SUPPORTING GEOTECHNICAL DECISIONS USING RAPID 4D LIDAR CHANGE DETECTION

Managing geotechnical hazards requires geo-professionals to understand how the earth may behave into the future. Understanding morphological change involves a deep understanding of geology, geological processes, climate change, and knowledge of physical changes that have happened in the past or may occur in the future. One of the most capable techniques for mapping changing terrain across spatially extensive regions is lidar change detection using airborne lidar scanning (ALS) data.
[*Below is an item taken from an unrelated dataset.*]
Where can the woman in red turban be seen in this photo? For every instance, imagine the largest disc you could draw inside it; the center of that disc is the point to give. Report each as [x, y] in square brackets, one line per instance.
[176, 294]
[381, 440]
Change detection is commonly performed using DEM differencing (DoD), but this introduces major simplifications into the data, potentially limiting one’s ability to detect geomorphic change. Four-dimensional point-based change detection is preferable for its higher precision and lower detection limits, but the computational requirements are much higher compared to DoD. To overcome this limitation, we present a novel GPU-based 4D change detection workflow, including automated chaining of processing steps and dynamic parameter selection. From data acquisition to product delivery, our workflow results in an estimated 200-times increase in efficiency. This enables a wide variety of new applications, including rapid response to disaster events and proactive geohazard screening over thousands of kilometers of infrastructure. Based on these results, we suggest that the standard of practice in applied earth science change detection should move beyond DEM-based methods.